Gatehouse Chambers is making a name for itself as a progressive set, offering up experience in construction, property, insurance, and commercial litigation.
Gatehouse Chambers pupillage review 2024
“We’re a modern set of chambers, who synergize quite well with solicitors who have a similar outlook in terms of what they’re looking to do in their business and in particular, corporate social responsibility,” Gatehouse practice director James Duncan-Hartill proudly tells us. Indeed, following an overhaul of their branding over the past couple of years, Gatehouse has continued to build on its reputation as a progressive set.
“We’re all singing from the same hymn sheet, and we want to see changes to society as a whole.”
This is very much the initial impression we get when we step into the trendy and modern office space in Gray’s Inn, greeted by the modern architecture and funky artwork on the walls. Gatehouse also “have a once-a-month regular Wednesday hangout and if it's sunny, we have it on the roof terrace so that people can socialise together, and it fosters a really good atmosphere” pupillage coordinator Aileen McErlean notes. This is all designed to distance itself from any stuffy stereotypes that may or may not come with a barrister’s chambers. Duncan-Hartill adds that, “we’re all singing from the same hymn sheet, and we want to see changes to society as a whole. Making the decision to change was unanimous and easily made.”

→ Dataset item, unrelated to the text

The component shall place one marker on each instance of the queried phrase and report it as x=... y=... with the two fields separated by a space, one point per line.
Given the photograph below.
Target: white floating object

What didn’t need sprucing up, however, was the quality of the work the set produces. A junior barrister tells us that the work focus is “split evenly between construction, property, insurance, commercial litigation.”Chambers UK Bar can vouch for this, as Gatehouse excels in commercial dispute resolution, construction, professional negligence in tech and construction and real estate litigation. This broad array is open to all pupils, as Gatehouse allows everyone joining the set to try their hand at a variety of departments, which is exactly what one pupil did: “I could do one piece of work on something specific and go ‘It's not what I want to do in the long run, but now I have an understanding of how it works’, so if it comes up in a case I can do it, but equally I could have done it and gone ‘this is amazing.’”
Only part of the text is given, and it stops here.